Évidemment, tous les enfants ne sont pas concernés par ce problème qui touche uniquement les personnes déjà réglées. Néanmoins, l’adolescence, avec tous ses changements physiques et hormonaux, est déjà une période de transition suffisamment troublante pour certain-e-s. L’idée de devoir se montrer à moitié nu-e-s devant une vingtaine de camarades n’arrange rien. Ajoutez à cela les menstruations et les incommodations qui vont avec, et les cours de natation deviennent une véritable source d’angoisse.
Pourquoi alors ne pas tenter d’adoucir un peu la vie de ces adolescent-e-s en leur trouvant des alternatives à ces cours de natation?
DécadréE a contacté la direction de l’école secondaire des Trois-Sapins à Echallens, qui se dit étonnée des témoignages recueilli.e.s. Elle en a également informé le conseil de direction. Le directeur se dit navré de ce qu’il s’est passé et regrette que l’élève et sa famille ne se soient pas adressés à l’enseignant ou à la direction. Car selon lui, il aurait pu agir si les faits avaient été portés à sa connaissance au préalable.
Le directeur avait pris ses fonctions aux Trois-Sapins en juillet 2020. Il avait à ce moment-là été averti de la pratique des jokers par le conseil des délégué-e-s. En accord avec le conseil ainsi qu’avec les enseignant-e-s d’éducation physique, ce système avait été supprimé.

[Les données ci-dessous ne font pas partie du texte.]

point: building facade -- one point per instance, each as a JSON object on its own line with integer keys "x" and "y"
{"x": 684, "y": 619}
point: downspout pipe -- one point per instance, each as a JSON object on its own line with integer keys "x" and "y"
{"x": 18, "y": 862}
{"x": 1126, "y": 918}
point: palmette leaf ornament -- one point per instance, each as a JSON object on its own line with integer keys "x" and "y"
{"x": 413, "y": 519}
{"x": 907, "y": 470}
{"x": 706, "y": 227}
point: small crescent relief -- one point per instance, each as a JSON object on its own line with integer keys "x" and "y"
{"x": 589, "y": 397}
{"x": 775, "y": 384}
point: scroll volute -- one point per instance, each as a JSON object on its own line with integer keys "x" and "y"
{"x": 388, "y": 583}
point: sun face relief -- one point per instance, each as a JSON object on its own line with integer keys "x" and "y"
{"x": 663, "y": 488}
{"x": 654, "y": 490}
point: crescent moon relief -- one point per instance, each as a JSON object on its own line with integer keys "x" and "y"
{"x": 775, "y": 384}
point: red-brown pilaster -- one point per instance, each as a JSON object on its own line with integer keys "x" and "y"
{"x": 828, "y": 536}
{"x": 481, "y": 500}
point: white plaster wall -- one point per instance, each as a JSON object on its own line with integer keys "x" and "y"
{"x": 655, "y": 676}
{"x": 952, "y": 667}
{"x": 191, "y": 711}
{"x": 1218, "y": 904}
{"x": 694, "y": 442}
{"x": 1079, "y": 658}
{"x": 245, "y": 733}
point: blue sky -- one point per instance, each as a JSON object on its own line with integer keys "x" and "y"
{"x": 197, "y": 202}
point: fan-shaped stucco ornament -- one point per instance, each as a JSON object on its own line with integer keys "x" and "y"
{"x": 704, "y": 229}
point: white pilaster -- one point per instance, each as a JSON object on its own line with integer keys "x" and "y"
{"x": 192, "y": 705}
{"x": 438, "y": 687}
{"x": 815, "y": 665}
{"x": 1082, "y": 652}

Depuis ce changement, explique le directeur : “Les élèves, qui présentent un mot de leurs parents ou parlent directement avec leur enseignant-e d’une situation délicate venant de se réaliser, se mettent en vêtements de sport et non en maillot de bain et font des exercices de gainage ou d’équilibre si la douleur des règles le leur permet.”